Lucius y Ace se colocan a ambos lados de mí. Lucius tiene la mano apoyada despreocupadamente en su espada, mientras Ace se coloca en posición de preparado para la batalla. Todos saben lo que ocurrirá si alguien intenta algo.

Martha se acerca a mí, con los brazos levantados como si fuera a abrazarme. Se me revuelve el estómago de solo pensarlo.

Everett gruñe, retumba como un volcán y Martha se detiene en seco.

Se aclara la garganta. —Según la ley de la Luna Roja, el consejo debe aprobar a cualquiera que quiera aparearse fuera de la manada. Como eso no se hizo, Aurora y su hijo deben ser devueltos a nosotros.

Se me cae la mandíbula. —¿Me tomas el pelo? La Luna Roja nunca me aceptó. Me abandonasteis para que muriera. Nunca fui un verdadero miembro de tu manada.

—Por supuesto que sí, niña —dice con un bufido burlón—. Eres hija de la Manada de la Luna Roja, criada, alimentada y vestida por nosotros durante toda tu juventud.

Sacudo la cabeza. —Mamá es la única que se preocupó por mí. Ella me acogió. Me crió. Mi lealtad es hacia ella, no hacia tu manada de matones.

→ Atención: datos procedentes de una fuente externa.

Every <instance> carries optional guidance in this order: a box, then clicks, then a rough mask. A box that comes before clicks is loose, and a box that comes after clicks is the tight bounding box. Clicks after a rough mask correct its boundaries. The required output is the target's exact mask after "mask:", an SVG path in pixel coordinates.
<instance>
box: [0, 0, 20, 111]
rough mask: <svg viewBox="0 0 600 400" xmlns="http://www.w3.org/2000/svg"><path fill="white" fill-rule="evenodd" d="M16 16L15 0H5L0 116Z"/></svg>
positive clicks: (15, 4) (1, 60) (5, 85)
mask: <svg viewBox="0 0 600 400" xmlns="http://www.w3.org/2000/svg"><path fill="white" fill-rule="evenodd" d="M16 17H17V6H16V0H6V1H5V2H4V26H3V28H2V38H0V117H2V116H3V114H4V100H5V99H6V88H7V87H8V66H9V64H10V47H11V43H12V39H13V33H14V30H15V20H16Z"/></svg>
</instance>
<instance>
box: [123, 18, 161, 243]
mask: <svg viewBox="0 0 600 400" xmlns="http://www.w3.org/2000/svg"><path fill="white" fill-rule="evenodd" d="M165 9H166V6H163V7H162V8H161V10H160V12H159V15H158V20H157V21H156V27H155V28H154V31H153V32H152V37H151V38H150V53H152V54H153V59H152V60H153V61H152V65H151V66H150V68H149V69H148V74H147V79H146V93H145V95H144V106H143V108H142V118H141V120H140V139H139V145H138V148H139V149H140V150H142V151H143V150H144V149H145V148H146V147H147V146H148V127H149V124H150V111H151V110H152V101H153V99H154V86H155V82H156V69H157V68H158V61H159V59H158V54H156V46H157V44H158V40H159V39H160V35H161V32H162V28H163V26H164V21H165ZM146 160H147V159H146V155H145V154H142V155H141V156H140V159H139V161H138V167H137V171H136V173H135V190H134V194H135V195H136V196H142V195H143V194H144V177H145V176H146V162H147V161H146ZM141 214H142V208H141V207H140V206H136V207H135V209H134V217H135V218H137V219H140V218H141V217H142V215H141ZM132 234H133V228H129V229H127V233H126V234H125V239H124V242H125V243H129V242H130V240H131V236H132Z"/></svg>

Finalmente, Martha sonríe. —No se puede esperar que un humano lo entienda. Perdono sus palabras imprudentes, pero no me harán huir. Mi reclamo es claro.

Saca con cuidado un pergamino de un tubo que lleva colgado a la espalda. Parece antiguo y desgastado, a dos segundos de convertirse en polvo.

Martha se lo ofrece a nuestro lado. Ace se adelanta y se lo quita. Se lo pasa a Everett. Lo abre lentamente y lo lee. Su rostro se ensombrece y el ceño se le frunce cada vez más.

Mis pulmones no funcionan. Siento que mi cabeza vuelve a nadar. ¿Qué podría decir? ¿Seguro que no tiene una reclamación real? Intento respirar con desesperación.

Un brazo cálido y sólido rodea mis hombros y me sostiene antes de desmayarme y ponerme en ridículo. Everett vuelve a enrollar el pergamino y se lo devuelve a Martha.

Se encuentra con su mirada. —Reconozco sus leyes. Sin embargo, no admito que esas leyes tengan nada que ver con esta situación.

Su boca se tuerce, contiene un gruñido. —¿Por qué no?

—La Manada Sangre de Sombra no reconocerá vuestras leyes. No sois una manada de verdad —Everett se cruza de brazos y sonríe—. Apenas sois mejores que los pícaros.

Eso hace que la Manada de la Luna Roja empiece a gritar, negando su pretensión, retándolo a luchar.

Martha levanta la mano. Sus seguidores callan de inmediato. —Veo que no resolveremos esto hoy —conduce a su grupo de vuelta al coche, vigilada por nuestros guerreros durante todo el camino.

Antes de entrar, se vuelve para mirarnos a Everett y a mí en la puerta.

—La ley es la ley. No haré caso omiso de ella solo porque te niegas a respetarla. Tienes tres días para devolvernos a nuestra hija. Te esperaremos en la frontera. Si no nos la entregáis, habrá guerra.